Consequence: A temporary ban from any sort of interaction or public communication with the community for a specified period of time. No public or private interaction with the people involved, including unsolicited interaction with those enforcing the Code of Conduct, is allowed during this period. Violating these terms may lead to a permanent ban.
4. Permanent Ban¶
Community Impact: Demonstrating a pattern of violation of community standards, including sustained inappropriate behavior, harassment of an individual, or aggression toward or disparagement of classes of individuals.
Consequence: A permanent ban from any sort of public interaction within the community.
Attribution¶
This Code of Conduct is adapted from the Contributor Covenant, version 2.0, available at https://www.contributor-covenant.org/version/2/0/code_of_conduct.html.
Community Impact Guidelines were inspired by Mozilla’s code of conduct enforcement ladder.

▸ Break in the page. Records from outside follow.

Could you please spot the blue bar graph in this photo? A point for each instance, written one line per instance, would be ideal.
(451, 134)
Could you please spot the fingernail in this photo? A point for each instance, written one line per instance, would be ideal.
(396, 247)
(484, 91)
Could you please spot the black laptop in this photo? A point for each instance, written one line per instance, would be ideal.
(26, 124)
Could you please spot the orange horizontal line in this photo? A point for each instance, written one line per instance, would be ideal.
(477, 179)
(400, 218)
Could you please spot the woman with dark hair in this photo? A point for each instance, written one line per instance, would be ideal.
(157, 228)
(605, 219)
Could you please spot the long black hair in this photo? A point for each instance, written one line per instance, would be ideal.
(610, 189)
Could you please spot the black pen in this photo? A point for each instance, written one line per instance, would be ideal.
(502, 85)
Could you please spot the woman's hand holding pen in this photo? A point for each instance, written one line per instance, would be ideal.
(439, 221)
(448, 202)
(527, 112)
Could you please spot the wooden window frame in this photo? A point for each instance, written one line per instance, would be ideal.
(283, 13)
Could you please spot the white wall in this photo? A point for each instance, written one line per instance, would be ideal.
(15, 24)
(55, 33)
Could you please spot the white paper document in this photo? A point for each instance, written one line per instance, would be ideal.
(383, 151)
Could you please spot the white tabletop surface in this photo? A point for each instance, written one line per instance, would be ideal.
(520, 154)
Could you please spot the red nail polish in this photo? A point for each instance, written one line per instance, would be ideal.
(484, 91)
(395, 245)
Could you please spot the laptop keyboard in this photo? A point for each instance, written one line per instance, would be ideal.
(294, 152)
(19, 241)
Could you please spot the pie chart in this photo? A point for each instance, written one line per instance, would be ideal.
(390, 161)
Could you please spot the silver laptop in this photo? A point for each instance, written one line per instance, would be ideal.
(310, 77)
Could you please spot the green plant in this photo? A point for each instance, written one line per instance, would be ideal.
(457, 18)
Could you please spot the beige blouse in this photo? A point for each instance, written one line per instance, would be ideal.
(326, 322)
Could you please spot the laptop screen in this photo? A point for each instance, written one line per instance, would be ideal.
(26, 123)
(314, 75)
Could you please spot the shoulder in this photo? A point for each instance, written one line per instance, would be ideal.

For answers to common questions about this code of conduct, see the FAQ at https://www.contributor-covenant.org/faq. Translations are available at https://www.contributor-covenant.org/translations.
MCALF Licence¶
MCALF is licensed under the terms of the BSD 2-Clause license.
Copyright (c) 2020 Conor MacBride All rights reserved.
Redistribution and use in source and binary forms, with or without modification, are permitted provided that the following conditions are met:
Redistributions of source code must retain the above copyright notice, this list of conditions and the following disclaimer.
Redistributions in binary form must reproduce the above copyright notice, this list of conditions and the following disclaimer in the documentation and/or other materials provided with the distribution.
THIS SOFTWARE IS PROVIDED BY THE COPYRIGHT HOLDERS AND CONTRIBUTORS “AS IS” AND ANY EXPRESS OR IMPLIED WARRANTIES, INCLUDING, BUT NOT LIMITED TO, THE IMPLIED WARRANTIES OF MERCHANTABILITY AND FITNESS FOR A PARTICULAR PURPOSE ARE DISCLAIMED. IN NO EVENT SHALL THE COPYRIGHT HOLDER OR CONTRIBUTORS BE LIABLE FOR ANY DIRECT, INDIRECT, INCIDENTAL, SPECIAL, EXEMPLARY, OR CONSEQUENTIAL DAMAGES (INCLUDING, BUT NOT LIMITED TO, PROCUREMENT OF SUBSTITUTE GOODS OR SERVICES; LOSS OF USE, DATA, OR PROFITS; OR BUSINESS INTERRUPTION) HOWEVER CAUSED AND ON ANY THEORY OF LIABILITY, WHETHER IN CONTRACT, STRICT LIABILITY, OR TORT (INCLUDING NEGLIGENCE OR OTHERWISE) ARISING IN ANY WAY OUT OF THE USE OF THIS SOFTWARE, EVEN IF ADVISED OF THE POSSIBILITY OF SUCH DAMAGE.